The Journal of Thoracic and Cardiovascular Surgery, Vol 80, 679-685, Copyright © 1980 by The American Association for Thoracic Surgery and The Western Thoracic Surgical Association
Intercostal pedicle method for control of postresection esophagitis. Thirteen-year clinical study
NJ Demos and RM Biele
In attempting to solve the problem of gastroesophageal reflux esophagitis,
we tested an experimental technique in 1967. In the past 13 years we have
applied that intercostal pedicle method to prevent reflux in 43 patients.
Thirty-four patients had esophagogastrectomy and esophagogastrostomy for
cancer. Six additional patients underwent palliative, nonresective
esophagogastrostomy. In another two patients the lower esophagus was
resected for complete full-wall thickness fibrous stricture. One patient
had severely symptomatic reflux. Six patients treated by resection for
cancer are long-term survivors.
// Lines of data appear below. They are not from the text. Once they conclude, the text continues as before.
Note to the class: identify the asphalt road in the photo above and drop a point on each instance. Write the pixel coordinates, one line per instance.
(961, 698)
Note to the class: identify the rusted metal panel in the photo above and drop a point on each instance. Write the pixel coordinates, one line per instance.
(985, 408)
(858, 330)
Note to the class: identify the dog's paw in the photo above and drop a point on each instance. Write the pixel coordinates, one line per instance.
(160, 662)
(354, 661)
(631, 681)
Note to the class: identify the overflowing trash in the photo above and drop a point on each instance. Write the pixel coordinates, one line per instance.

The two patients with benign stricture were
followed for 2 years and the last patient with severe reflux symptoms was
followed for 13 years. History, esophagography, fluoroscopy, and fiberoptic
esophagoscopy were used for follow-up in 40 of 43 patients. Motility and pH
studies were used for follow-up in 21 instances. There have been no
symptoms of regurgitation and reflux. No stricture has been seen though one
patient needed a few dilatations for the first 2 years and none in the last
2 years. The esophagogram shows a typical slinglike appearance. The lower
esophageal sphincter-like pressure has been as high as 26 mm Hg in the
immediate postoperative period, settling to 12 to 15 mm Hg in the long-
term follow-up. The pH is definitely alkaline in the esophagus. Competence
has also been observed in the only two patients who had an ephemeral
anastomotic leak. We recommend the intercostal pedicle technique in all
cases of esophagogastrostomy performed in the chest.